23.12 Tools Reference
| Tool | Purpose | Key flags |
|---|---|---|
readelf |
Read ELF metadata | -h header, -S sections, -s symbols, -r relocations, -l segments, -d dynamic |
objdump |
Disassemble + dump | -d disassemble, -D all sections, -s hex dump, -t symbol table |
nm |
List symbols | -C demangle C++, -u undefined only, -D dynamic symbols |
size |
Section sizes | (no flags needed) |
ldd |
List shared libs | (no flags needed) |
file |
Identify file type | Identifies ELF type, architecture |
strings |
Extract strings | -n 8 minimum 8 chars |
strip |
Remove symbols | --strip-debug removes debug only |
objcopy |
Copy/convert | --only-section=.text extract one section |
ld |
Direct linker | -T script.ld custom script, -Map output.map generate map |
ar |
Archive manager | rcs create, t list, x extract |
Check Your Understanding
- Why does
.bsshave no bytes in the object file? - What is the difference between a section and a segment?
- What does a relocation entry contain, and when is it processed?
- Why does compiling a shared library require
-fPIC? - What is the role of the PT_INTERP segment?
- How does the linker handle a WEAK symbol vs. a GLOBAL symbol of the same name?

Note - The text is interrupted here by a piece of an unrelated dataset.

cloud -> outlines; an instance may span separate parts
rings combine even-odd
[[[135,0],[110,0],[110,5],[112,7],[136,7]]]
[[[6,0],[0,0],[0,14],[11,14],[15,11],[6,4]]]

- What is ASLR and why does it require PIE executables to work on the main binary?
Summary
The journey from object file to running process passes through: ELF sections (content organized by type and permissions), the symbol table (names and addresses), relocation entries (linker instructions for patching addresses), the linker (resolving symbols, applying relocations, combining sections into segments), the static/shared library choice, position-independent code (RIP-relative addressing for .so), and the loader (kernel mapping + dynamic linker bootstrapping). Understanding this pipeline makes debugging link errors, reading binary tools' output, and writing embedded system linker scripts second nature.